So I agree with Jon that more people should have died. When I went into this episode, I considered only John Snow (King/Main protagonist), Gendry (Last of the Baratheon House and Arya's love interest) and the Hound (Who is probably fated to kill the Mountain) unkillable for plot purposes. I also feel that plot reason for sending Brianne of Tarth to King's Landing is for Jamie-Brianne tension, which ultimately will end up as a battle between the two, since Ned's sword needs to be reforged (Gendry?). I'm also totally tired of the dragons being the dues ex machina, as Jon pointed out. Frankly, you're totally right about the lack of episodes causing the whole thing feeling rushed. This whole last episode just felt like they were tying up loss ends from the Brianne discussion between Tormund and the Hound, to the Longclaw awkward debate. I feel like that they wasted the way Thoros died, since he was hyped as this drunken knight willing to take on enormous odds at yet he dies in his sleep frozen?
I guess... what I want to see? A badass fight between the Clegane brothers. A sentimental fight between Jamie and Brianne, where honor dictates them to fight, but neither wants to. Gendry saving Arya somehow. Dragon on undead dragon action. Obsidian arrows blocking out the sun. The Iron Bank paying for Arya to kill Cersei after she fails to repay her debt. Oh and Gendry killing Melisandre and becoming the 'Prince who was Promised'.
Just speaking to the point of Brienne being sent to King's Landing.
Littlefinger whispered the nonsense that Brienne could stop/kill Arya and it would fall within her oath to their mother.
Sansa sent Brienne away regardless of Arya's behaviour. Trusts her sister moreso still.
Well, that was unexpected:
I decided to look into any indication as to how many White Walkers there are. Supposedly, Crasters son was turned into a white walker, not a wight. ( It never died and the skin went pale, never peeled, etc. )
Ok, so how many sons has Craster given to the White Walkers? According to him, that was number 100! This wouldn't even be that surprising either, as he has apparently been doing this long enough to have multiple generations of daughters/wives, and at that time he had 19 wives.
So, it sounds like there might be quite a lot more White Walkers out and about, probably trying to round up wildlings to add to the main army.
I want to see the Night King Riding Viserion, and next season i want to see who the Night King is.
I imagine the chains came from Hard Home, it being a coastal fishing village. Maybe they're anchor remains from some of the ships that Stannis used to sail beyond the Wall so he could flank the Wildlings in Season 4.

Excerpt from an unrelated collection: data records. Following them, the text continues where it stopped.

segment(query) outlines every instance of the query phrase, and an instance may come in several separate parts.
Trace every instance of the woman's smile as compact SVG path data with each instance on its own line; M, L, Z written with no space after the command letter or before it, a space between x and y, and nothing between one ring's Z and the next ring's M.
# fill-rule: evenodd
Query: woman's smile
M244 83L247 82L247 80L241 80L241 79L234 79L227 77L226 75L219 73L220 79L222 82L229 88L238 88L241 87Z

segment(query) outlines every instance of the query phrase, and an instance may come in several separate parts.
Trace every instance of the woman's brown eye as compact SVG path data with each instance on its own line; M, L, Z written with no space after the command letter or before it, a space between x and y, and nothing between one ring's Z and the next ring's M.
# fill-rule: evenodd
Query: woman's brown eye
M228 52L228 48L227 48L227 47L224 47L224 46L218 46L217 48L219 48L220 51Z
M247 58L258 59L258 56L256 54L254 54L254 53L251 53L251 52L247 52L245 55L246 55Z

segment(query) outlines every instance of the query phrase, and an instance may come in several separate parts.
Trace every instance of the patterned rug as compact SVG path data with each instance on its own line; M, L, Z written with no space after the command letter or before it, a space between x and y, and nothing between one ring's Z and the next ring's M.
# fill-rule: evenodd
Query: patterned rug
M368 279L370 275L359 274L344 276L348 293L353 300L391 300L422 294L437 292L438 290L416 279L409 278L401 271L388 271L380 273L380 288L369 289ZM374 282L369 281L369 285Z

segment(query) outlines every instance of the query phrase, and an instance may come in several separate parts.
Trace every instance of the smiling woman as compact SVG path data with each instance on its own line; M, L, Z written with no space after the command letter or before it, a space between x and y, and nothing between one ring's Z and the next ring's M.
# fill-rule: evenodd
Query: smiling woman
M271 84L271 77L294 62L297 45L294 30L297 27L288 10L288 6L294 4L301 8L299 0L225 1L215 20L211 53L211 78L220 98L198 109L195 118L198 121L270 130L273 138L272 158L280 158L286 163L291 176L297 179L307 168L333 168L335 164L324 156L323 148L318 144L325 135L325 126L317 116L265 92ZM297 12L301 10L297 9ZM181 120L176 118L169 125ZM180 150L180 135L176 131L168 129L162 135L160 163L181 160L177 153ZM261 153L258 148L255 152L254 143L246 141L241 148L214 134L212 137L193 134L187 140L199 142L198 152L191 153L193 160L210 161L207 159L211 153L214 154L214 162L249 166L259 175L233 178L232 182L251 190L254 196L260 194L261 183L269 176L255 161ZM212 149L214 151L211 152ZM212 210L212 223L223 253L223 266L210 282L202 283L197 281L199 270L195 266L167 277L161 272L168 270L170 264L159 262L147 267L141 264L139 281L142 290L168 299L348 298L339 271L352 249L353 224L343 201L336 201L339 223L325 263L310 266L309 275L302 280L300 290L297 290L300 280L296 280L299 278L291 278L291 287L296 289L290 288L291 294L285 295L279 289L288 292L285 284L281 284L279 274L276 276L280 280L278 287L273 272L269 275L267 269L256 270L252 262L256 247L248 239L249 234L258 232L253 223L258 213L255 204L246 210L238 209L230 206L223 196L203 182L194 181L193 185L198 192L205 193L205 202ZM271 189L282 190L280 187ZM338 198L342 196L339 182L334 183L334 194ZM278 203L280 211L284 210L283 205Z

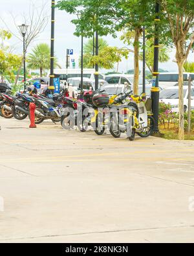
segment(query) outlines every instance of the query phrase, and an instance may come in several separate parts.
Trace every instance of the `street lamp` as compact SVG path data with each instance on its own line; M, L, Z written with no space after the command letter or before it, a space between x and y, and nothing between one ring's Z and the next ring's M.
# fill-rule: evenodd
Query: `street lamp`
M81 14L77 14L78 19L81 17ZM83 36L81 31L81 93L83 91Z
M25 35L27 32L28 26L25 24L22 24L18 26L22 34L23 39L23 77L24 77L24 89L27 89L26 86L26 45L25 45Z
M156 0L156 17L155 19L155 53L154 53L154 67L153 71L153 87L151 88L151 99L152 99L152 110L153 112L153 117L155 121L155 132L156 134L159 133L158 128L158 115L159 115L159 96L160 89L158 84L158 57L159 57L159 23L160 19L160 4L158 0Z
M143 93L146 93L146 32L143 28Z
M48 89L50 90L52 94L54 92L54 8L55 1L51 0L51 37L50 37L50 84Z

God this motherfucker can't even say literally.
It's lit-er-uh-lee, at least say "lit-ruh-lee," but no he says "lit-uh-lee" and it's pretty god damn annoying.
If the show wasn't getting record views every episode they would rethink season length, but it will just reinforce the idea of this Michael Bay esque season as better than past seasons. Also if Arya isn't playing Littlefinger like a fiddle I will be very upset, I was fine with the whole waif thing besides being rushed, but this would cement my displeasure.

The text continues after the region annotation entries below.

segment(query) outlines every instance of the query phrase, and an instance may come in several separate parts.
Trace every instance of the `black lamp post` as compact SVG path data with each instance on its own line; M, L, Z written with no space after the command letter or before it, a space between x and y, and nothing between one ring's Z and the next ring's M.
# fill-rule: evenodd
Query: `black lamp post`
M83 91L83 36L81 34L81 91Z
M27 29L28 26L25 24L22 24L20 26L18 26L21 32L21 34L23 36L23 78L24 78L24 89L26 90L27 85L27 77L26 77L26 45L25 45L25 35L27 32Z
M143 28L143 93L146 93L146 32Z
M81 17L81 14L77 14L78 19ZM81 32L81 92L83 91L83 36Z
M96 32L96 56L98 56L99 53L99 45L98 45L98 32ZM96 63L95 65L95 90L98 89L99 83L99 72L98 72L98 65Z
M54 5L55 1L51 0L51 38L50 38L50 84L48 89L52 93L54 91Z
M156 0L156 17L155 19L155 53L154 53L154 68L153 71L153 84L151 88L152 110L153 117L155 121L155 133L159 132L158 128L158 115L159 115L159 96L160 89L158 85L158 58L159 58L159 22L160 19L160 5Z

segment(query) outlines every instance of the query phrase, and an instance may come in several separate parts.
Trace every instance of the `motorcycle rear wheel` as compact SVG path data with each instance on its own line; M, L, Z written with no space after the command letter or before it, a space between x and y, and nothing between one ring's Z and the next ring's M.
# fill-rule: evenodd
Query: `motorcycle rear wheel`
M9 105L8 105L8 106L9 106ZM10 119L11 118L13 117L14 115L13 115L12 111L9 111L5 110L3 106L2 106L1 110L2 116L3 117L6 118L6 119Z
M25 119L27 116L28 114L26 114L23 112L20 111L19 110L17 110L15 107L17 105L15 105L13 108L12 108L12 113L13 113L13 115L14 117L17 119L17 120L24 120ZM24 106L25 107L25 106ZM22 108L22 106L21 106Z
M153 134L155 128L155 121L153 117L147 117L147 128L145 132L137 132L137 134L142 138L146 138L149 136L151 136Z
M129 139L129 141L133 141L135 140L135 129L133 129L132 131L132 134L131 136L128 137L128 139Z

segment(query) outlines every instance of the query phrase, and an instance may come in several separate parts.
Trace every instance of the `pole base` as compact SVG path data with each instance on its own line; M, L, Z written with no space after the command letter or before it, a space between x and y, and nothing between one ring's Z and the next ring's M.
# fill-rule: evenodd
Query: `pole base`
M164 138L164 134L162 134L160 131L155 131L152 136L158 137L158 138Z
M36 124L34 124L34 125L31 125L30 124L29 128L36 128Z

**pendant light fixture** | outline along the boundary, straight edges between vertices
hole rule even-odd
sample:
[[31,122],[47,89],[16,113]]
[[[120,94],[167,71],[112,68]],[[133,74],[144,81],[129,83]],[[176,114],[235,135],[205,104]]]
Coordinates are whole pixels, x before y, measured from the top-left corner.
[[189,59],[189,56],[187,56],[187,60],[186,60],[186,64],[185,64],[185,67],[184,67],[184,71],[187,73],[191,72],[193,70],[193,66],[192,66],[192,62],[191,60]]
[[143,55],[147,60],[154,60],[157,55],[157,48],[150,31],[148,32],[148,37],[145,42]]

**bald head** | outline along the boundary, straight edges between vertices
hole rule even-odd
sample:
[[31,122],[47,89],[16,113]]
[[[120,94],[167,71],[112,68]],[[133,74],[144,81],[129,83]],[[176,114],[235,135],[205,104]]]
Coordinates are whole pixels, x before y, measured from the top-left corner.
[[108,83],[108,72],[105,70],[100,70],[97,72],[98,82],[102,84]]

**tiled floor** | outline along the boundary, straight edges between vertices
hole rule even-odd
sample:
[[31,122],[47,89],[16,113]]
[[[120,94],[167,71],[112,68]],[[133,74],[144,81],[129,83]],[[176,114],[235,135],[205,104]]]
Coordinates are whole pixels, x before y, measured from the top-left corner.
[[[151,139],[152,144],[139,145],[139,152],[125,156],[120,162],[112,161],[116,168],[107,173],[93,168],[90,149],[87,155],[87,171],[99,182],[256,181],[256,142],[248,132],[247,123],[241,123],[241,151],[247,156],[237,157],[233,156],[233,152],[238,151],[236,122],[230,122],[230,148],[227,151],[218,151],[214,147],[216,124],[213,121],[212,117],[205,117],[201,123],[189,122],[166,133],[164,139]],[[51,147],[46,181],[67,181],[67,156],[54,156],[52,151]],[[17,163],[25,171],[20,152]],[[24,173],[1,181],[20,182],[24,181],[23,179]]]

To me, it's nitpicky to complain nobody else died. Every season we lose a lot of characters, but not many of them are very huge. We lost Margaery, Loras, Prettyboy McCousinface whose name I don't remember, etc. in one episode. Sure. But every other season, we only lose like two principal characters. Drogo and Ned. Robb and Catelyn. Joffrey and Tywin. This episode alone we lost Thoros, Benjen, and Viserion, and to me that made it more realistic than any single principal character's death. Jorrah and Sandor are good fighters. Jon and Tormund have to survive because plot. Yes. Beric dying right after Thoros wouldn't have any impact, so nearly everyone surviving wasn't a huge deal to me. It was definitely the smallest issue this episode's writing had.
unless water starts defying gravity I'm pretty sure Jon's sword opened its eyes
They confirmed it was just ice melting off the eyes when Jon's hand splashed up.

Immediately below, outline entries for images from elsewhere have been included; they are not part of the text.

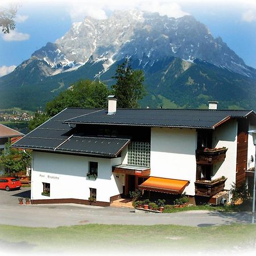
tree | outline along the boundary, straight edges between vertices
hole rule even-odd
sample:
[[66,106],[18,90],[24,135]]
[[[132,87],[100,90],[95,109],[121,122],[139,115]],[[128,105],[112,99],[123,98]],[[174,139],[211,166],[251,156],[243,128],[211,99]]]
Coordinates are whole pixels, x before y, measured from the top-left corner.
[[30,131],[32,131],[48,119],[49,117],[46,113],[38,110],[35,112],[33,119],[30,121],[28,129]]
[[11,175],[25,171],[30,164],[31,157],[23,151],[11,148],[9,139],[0,156],[0,166],[4,167],[5,173]]
[[0,7],[0,27],[4,34],[9,34],[10,30],[15,28],[14,18],[17,13],[17,7],[11,6],[9,9]]
[[100,81],[81,80],[47,102],[45,113],[36,112],[30,121],[30,130],[36,128],[65,108],[105,108],[109,93],[107,86]]
[[138,101],[145,95],[144,73],[141,70],[133,70],[130,60],[126,58],[118,65],[115,76],[116,83],[112,86],[113,93],[117,98],[117,106],[121,108],[135,108],[139,106]]

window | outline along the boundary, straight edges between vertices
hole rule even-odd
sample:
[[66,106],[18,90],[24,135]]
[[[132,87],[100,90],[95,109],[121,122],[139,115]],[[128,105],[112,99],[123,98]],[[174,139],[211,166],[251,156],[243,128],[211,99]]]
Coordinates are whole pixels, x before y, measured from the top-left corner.
[[90,189],[90,197],[89,197],[89,201],[92,202],[95,202],[96,201],[97,196],[97,189],[96,188],[89,188]]
[[95,177],[98,176],[98,163],[97,162],[89,162],[89,172],[87,174],[88,176],[94,176]]
[[43,196],[50,196],[50,184],[43,182],[43,192],[42,193]]

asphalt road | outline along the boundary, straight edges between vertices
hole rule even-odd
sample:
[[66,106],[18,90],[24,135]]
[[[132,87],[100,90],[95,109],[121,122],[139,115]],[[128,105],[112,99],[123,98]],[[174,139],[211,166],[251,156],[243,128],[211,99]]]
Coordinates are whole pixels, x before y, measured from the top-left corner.
[[143,213],[130,208],[100,207],[74,204],[23,205],[18,197],[29,197],[30,188],[0,190],[0,224],[30,227],[57,227],[87,224],[151,225],[175,224],[203,227],[250,223],[250,213],[193,210],[176,213]]

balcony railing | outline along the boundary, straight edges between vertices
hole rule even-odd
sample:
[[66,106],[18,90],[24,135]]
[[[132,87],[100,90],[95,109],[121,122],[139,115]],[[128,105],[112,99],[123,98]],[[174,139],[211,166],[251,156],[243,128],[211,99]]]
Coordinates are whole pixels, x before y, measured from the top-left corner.
[[225,177],[213,180],[196,180],[195,182],[196,196],[213,196],[224,189],[226,180]]
[[205,148],[204,150],[196,150],[196,163],[198,164],[213,164],[224,161],[226,158],[228,148]]

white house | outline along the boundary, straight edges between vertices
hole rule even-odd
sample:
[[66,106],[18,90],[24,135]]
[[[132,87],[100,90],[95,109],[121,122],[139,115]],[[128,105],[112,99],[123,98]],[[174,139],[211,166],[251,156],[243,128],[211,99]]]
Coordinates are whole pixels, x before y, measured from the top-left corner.
[[207,201],[246,181],[255,129],[253,110],[117,109],[110,98],[108,109],[67,108],[13,146],[33,150],[33,204],[106,206],[138,187]]

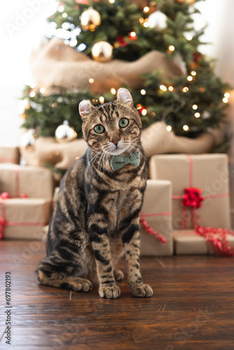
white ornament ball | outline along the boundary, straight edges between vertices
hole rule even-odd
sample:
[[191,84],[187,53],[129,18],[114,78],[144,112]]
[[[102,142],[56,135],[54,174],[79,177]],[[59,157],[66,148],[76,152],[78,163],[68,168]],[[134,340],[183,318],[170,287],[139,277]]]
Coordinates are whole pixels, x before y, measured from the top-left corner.
[[101,24],[101,16],[96,10],[90,8],[82,13],[81,23],[83,29],[93,30]]
[[31,152],[34,150],[36,134],[34,129],[29,129],[25,134],[24,134],[20,139],[20,145],[25,150]]
[[163,31],[167,28],[167,17],[163,12],[158,10],[149,15],[148,23],[149,28],[154,28],[156,31]]
[[22,101],[20,101],[17,107],[17,113],[20,115],[20,117],[26,119],[27,116],[27,109],[29,109],[29,108],[30,104],[29,99],[22,99]]
[[113,46],[106,41],[96,43],[92,49],[94,59],[101,62],[109,61],[112,58]]
[[55,139],[60,144],[65,144],[76,138],[76,133],[69,125],[68,121],[64,120],[62,125],[57,127],[55,130]]

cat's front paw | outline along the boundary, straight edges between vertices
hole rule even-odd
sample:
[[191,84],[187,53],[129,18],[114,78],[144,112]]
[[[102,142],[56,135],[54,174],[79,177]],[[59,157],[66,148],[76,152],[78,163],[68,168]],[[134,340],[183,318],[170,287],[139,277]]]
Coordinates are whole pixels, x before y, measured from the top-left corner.
[[153,290],[149,284],[136,284],[130,286],[133,295],[139,298],[149,298],[153,295]]
[[124,277],[124,274],[123,274],[123,271],[121,271],[121,270],[118,270],[118,269],[113,270],[113,276],[114,276],[115,280],[117,282],[120,282],[121,281],[122,281],[122,279]]
[[117,284],[112,284],[109,286],[100,285],[99,288],[99,295],[101,298],[107,299],[116,299],[121,295],[121,288]]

I think the Night King went for Viserion instead of Drogon with the intention of the dragon crashing through the ice, thus 'preserving' him. Jon Snow and the gang already encountered a wight polar bear so they know that other creatures can be turned. If the Night King had killed Drogon, maybe Jon could have warned Daenerys that she would need to deal with the body before the Night King did, either by getting the remaining dragons to carry the body away or by burning it (can dead dragons burn??). Having Viserion crash through the ice means that Jon et al would expect that the body wasn't retrievable (where did those chains come from?) and could then be kept as an ace in the hole.